We immunized 10 A/J mice with gp130 antigen. Before the final boost, we detected the serum-specific antibody titers of each immunized mouse. The serum from all mice had high binding signals to the gp130 antigen (Figure 2A). Following antibody hybridoma generation via the fusion of spleen cells from the immunized mice with Sp2/0 cells, high-throughput screening identified the hybridoma with the highest binding signal (M10), which was selected for subcloning and antibody affinity purification for further study. The M10 heavy chain belongs to immunoglobulin G 2b; the light chain is a kappa chain. Sequencing of the Fab fragments of the antibody variable region (light chain and heavy chain) revealed that the unique antigen connection region CDR (complementarity-determining region) was present in the variable region (data not shown). M10 bound human gp130 with an affinity of 2.62E-10 in a Biacore assessment involving captured antibody and soluble gp130 (Figure 2B). We used the human myeloma cell line U266 (which has high gp130 expression) to determine the binding capacity of M10. Western blotting showed a specific band of the expected 130-KD size; flow cytometry suggested that M10 and cell surface gp130 binding occurred in a dose-dependent manner (Figure 2C, 2D).

The characterization and binding effects of anti-gp130 mAb.

Figure 2: The characterization and binding effects of anti-gp130 mAb. (A) Titration analysis of serum from gp130 immunized mice and binding to gp130 antigen. (B) Biacore sensorgram of the binding assay of M10 to gp130. (C) Western blot detection of gp130 expression in U266 cells using M10 and control anti gp130 mAb from R&D. (D) FACS detection of the binding characteristics of M10 to gp130 antigen by different doses. a. IgG control; b. 10 ug/ml; c. 5ug/ml; d.2.5ug/ml. e. control anti gp130 mAb from R&D.

M10 may alleviate arthritis severity in CAIA mice

In order to assess the in vivo efficacy of M10, we created a CAIA mouse model as described previously [12]. CAIA mice model is believed to imitate many factors of the human effector phase of RA. M10 was administered intraperitoneally on day 4. Total CAIA mice developed arthritis, and the clinical score increased on day 12 by degrees.

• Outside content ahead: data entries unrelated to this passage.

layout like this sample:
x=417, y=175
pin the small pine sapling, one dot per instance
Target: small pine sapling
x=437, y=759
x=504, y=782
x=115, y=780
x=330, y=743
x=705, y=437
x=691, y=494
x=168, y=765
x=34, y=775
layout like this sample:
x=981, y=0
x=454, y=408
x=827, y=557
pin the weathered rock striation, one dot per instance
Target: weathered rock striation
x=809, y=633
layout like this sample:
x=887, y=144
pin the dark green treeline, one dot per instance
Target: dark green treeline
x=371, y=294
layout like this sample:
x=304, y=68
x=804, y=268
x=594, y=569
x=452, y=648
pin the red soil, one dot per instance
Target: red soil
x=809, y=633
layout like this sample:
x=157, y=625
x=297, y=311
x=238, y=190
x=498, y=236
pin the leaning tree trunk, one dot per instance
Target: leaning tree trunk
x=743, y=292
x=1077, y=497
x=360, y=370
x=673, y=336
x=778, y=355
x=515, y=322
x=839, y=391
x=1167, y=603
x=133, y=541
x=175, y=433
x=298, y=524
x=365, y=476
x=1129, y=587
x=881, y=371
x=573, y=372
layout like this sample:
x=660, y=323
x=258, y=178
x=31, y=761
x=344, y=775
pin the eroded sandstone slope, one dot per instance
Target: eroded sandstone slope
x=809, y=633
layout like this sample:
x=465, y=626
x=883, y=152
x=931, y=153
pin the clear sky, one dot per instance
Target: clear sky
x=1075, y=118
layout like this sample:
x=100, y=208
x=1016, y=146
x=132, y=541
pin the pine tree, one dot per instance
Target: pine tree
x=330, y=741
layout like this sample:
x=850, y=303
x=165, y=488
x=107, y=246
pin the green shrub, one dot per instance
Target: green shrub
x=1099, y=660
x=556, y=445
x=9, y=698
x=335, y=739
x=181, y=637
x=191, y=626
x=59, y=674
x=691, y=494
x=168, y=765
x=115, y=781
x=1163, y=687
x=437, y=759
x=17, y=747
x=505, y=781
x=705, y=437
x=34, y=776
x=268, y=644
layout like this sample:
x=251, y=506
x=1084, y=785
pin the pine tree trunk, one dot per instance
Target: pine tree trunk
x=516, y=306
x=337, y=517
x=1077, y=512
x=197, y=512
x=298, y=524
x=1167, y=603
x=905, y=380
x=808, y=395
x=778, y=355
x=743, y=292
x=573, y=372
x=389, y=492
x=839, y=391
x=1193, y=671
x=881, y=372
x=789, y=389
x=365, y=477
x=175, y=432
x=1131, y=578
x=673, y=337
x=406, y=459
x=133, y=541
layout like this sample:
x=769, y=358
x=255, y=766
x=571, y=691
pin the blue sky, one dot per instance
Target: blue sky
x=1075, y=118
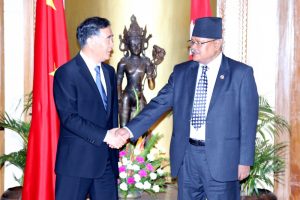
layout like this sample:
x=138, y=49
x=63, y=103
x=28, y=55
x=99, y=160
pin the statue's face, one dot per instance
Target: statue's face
x=135, y=45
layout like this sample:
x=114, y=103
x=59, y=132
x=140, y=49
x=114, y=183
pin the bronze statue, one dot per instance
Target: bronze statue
x=135, y=65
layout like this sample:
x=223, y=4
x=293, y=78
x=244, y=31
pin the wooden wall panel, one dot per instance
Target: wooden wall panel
x=288, y=94
x=295, y=109
x=2, y=92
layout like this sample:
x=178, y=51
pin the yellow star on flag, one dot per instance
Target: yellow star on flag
x=51, y=4
x=52, y=73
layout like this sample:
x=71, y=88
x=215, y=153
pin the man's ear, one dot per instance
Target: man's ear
x=89, y=42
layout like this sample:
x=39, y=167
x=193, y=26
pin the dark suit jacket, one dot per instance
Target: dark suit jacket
x=231, y=118
x=83, y=120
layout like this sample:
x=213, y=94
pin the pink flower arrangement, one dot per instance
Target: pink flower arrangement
x=143, y=171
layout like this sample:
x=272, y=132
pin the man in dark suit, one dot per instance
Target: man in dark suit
x=86, y=99
x=215, y=109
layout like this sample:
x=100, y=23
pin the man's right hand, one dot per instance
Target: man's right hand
x=116, y=138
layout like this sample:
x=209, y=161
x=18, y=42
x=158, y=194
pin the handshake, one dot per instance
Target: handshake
x=117, y=137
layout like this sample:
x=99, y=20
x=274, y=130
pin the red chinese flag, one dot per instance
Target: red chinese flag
x=199, y=8
x=50, y=50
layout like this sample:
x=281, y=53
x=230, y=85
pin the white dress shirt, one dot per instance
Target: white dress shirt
x=91, y=66
x=212, y=73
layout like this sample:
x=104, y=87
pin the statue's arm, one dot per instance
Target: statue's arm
x=151, y=75
x=120, y=76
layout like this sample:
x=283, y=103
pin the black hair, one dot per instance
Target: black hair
x=89, y=27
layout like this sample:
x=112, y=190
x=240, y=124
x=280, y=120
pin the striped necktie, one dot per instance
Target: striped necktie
x=198, y=115
x=100, y=87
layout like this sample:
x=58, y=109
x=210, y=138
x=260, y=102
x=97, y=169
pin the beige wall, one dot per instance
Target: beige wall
x=167, y=21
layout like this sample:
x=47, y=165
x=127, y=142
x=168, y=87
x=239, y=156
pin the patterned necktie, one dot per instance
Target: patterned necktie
x=100, y=87
x=198, y=115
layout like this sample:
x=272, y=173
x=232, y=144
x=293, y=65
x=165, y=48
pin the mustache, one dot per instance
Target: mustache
x=193, y=51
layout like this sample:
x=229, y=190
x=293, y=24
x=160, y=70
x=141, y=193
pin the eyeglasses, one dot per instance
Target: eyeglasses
x=198, y=43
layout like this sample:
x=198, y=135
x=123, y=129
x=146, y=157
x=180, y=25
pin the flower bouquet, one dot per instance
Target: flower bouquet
x=141, y=168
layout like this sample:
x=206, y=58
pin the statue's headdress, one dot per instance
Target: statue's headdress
x=134, y=31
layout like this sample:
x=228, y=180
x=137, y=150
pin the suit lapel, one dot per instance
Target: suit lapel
x=108, y=86
x=84, y=71
x=223, y=78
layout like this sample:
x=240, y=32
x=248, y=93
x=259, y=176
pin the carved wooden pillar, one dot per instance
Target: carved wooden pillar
x=288, y=94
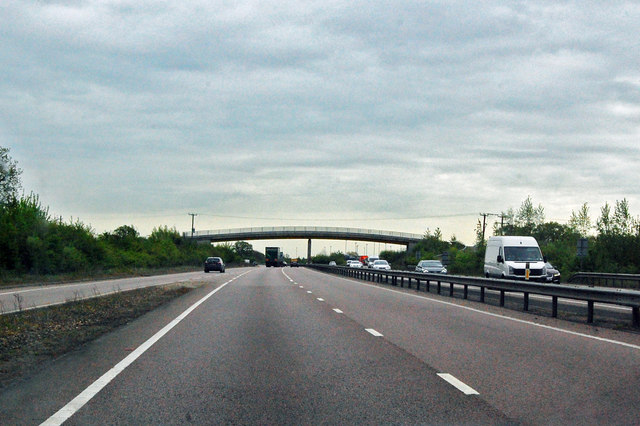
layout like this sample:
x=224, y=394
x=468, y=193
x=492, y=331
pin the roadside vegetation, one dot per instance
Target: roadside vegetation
x=613, y=242
x=34, y=246
x=29, y=338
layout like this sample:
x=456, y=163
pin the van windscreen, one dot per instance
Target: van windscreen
x=522, y=254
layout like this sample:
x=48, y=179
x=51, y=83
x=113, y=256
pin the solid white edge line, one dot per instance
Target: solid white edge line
x=85, y=396
x=462, y=387
x=535, y=324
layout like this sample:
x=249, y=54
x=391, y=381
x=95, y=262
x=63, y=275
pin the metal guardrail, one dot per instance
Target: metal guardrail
x=606, y=280
x=591, y=295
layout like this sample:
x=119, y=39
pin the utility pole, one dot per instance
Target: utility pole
x=193, y=216
x=484, y=221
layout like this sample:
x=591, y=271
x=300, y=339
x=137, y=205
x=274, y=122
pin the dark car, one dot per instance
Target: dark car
x=553, y=275
x=214, y=264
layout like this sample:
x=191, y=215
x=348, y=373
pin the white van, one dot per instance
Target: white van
x=514, y=258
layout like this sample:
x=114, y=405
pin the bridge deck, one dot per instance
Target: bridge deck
x=305, y=232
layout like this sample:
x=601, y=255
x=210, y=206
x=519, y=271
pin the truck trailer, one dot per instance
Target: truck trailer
x=273, y=257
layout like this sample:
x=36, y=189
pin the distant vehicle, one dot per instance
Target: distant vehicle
x=381, y=264
x=514, y=257
x=214, y=264
x=553, y=275
x=273, y=257
x=431, y=267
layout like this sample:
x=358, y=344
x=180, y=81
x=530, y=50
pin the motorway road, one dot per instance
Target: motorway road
x=292, y=346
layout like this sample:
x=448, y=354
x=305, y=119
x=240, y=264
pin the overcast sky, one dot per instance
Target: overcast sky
x=390, y=115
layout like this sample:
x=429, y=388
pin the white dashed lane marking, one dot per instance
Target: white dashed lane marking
x=462, y=387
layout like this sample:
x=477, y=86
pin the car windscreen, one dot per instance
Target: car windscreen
x=522, y=254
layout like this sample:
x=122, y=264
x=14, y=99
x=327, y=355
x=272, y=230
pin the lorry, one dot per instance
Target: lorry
x=273, y=256
x=514, y=257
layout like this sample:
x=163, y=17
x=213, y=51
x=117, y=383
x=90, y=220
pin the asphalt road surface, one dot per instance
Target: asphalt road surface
x=295, y=346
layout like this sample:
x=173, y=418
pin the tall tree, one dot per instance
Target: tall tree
x=580, y=222
x=9, y=177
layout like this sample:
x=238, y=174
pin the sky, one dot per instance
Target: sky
x=392, y=115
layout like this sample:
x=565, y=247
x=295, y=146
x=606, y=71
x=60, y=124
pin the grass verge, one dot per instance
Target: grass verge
x=28, y=338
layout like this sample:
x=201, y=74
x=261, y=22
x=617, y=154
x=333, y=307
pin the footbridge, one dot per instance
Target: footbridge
x=305, y=232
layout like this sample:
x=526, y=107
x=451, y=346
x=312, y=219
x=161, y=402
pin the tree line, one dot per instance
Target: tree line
x=31, y=241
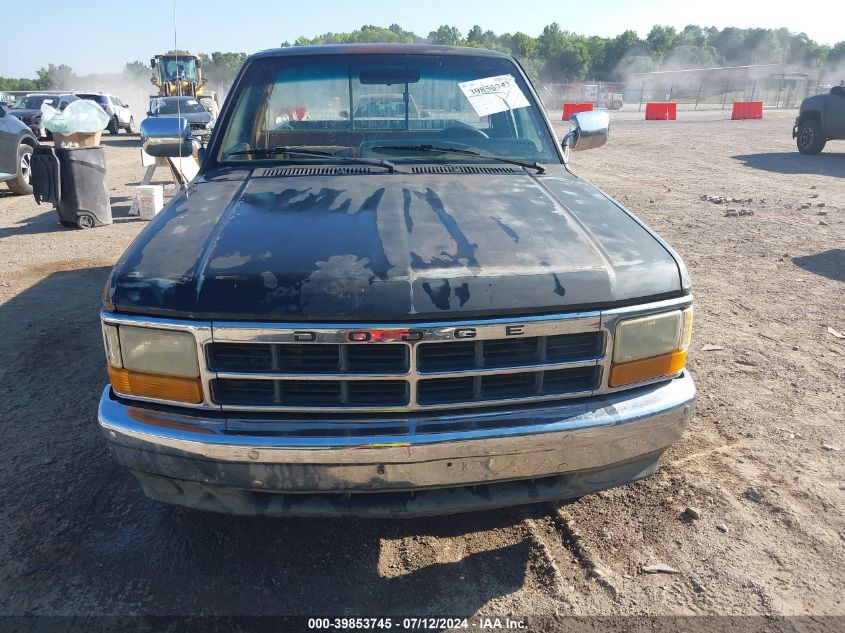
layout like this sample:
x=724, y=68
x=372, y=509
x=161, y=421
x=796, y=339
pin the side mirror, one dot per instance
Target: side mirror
x=588, y=130
x=167, y=137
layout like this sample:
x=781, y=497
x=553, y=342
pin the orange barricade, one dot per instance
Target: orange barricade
x=747, y=110
x=661, y=111
x=571, y=108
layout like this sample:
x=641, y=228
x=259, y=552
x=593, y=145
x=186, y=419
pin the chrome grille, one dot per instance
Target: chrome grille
x=403, y=368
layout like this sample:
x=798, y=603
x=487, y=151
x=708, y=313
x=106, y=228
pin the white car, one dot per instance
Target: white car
x=120, y=116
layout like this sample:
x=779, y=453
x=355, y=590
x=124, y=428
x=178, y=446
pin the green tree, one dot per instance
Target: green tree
x=449, y=35
x=660, y=40
x=220, y=68
x=54, y=77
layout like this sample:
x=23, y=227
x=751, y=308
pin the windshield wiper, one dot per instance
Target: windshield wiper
x=298, y=151
x=465, y=152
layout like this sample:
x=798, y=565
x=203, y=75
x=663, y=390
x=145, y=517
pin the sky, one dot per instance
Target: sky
x=127, y=31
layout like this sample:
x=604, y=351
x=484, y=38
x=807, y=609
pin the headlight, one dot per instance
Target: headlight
x=152, y=363
x=651, y=346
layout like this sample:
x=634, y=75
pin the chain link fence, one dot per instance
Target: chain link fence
x=702, y=95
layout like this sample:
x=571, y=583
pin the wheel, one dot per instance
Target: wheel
x=21, y=184
x=810, y=139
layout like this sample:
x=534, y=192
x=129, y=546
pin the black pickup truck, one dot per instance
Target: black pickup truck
x=821, y=118
x=391, y=315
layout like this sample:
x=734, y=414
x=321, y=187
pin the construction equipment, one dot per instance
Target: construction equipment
x=180, y=74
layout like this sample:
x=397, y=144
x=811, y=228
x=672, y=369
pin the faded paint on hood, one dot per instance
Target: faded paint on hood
x=390, y=247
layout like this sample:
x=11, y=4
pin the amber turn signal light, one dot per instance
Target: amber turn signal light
x=647, y=368
x=158, y=386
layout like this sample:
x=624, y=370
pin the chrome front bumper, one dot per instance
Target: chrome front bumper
x=498, y=458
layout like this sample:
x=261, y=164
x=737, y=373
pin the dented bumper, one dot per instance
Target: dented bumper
x=491, y=459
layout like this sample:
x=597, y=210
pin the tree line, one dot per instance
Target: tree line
x=554, y=56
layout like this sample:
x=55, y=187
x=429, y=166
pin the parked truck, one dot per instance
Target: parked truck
x=391, y=316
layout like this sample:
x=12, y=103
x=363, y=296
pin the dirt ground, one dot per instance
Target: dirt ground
x=77, y=536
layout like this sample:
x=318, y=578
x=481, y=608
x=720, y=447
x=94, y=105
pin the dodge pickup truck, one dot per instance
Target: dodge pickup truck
x=393, y=315
x=821, y=118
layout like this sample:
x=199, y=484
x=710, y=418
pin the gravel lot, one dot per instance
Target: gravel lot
x=77, y=536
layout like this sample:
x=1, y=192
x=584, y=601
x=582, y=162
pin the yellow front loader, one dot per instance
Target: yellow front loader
x=180, y=74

CAIA mice that received M10 had alleviated CAIA signs and symptoms and decreased arthritis scores compared to the control group (Figure 3A3C). Hematoxylin–eosin (HE) staining of the mouse paws and knees revealed decreased infiltrated inflammatory cells within the articular cavity after M10 treatment compared with the non-intervention group; also safranin O staining with fast green counterstaining underlines alleviated cartilage destruction in the intervention group (Figure 3D3G).

The effect of anti-gp130 mAb on CAIA mouse model.

Figure 3: The effect of anti-gp130 mAb on CAIA mouse model. (A) Photographs of representative hind-paws. (B) Arthritis scores. (C) Mean weights. (D) HE staining of paws and knees. (E) The score for infiltrated inflammatory cells in the articular cavity of the treated and untreated groups. (F) Safranin O staining with fast green counterstaining of paws and knees. (G) The cartilage destruction score in the treated and untreated groups.

These results indicate that M10 can potently attenuate the signs of arthritis in vivo. Accordingly, we wondered by what mechanism M10 interfered with RA progression significantly.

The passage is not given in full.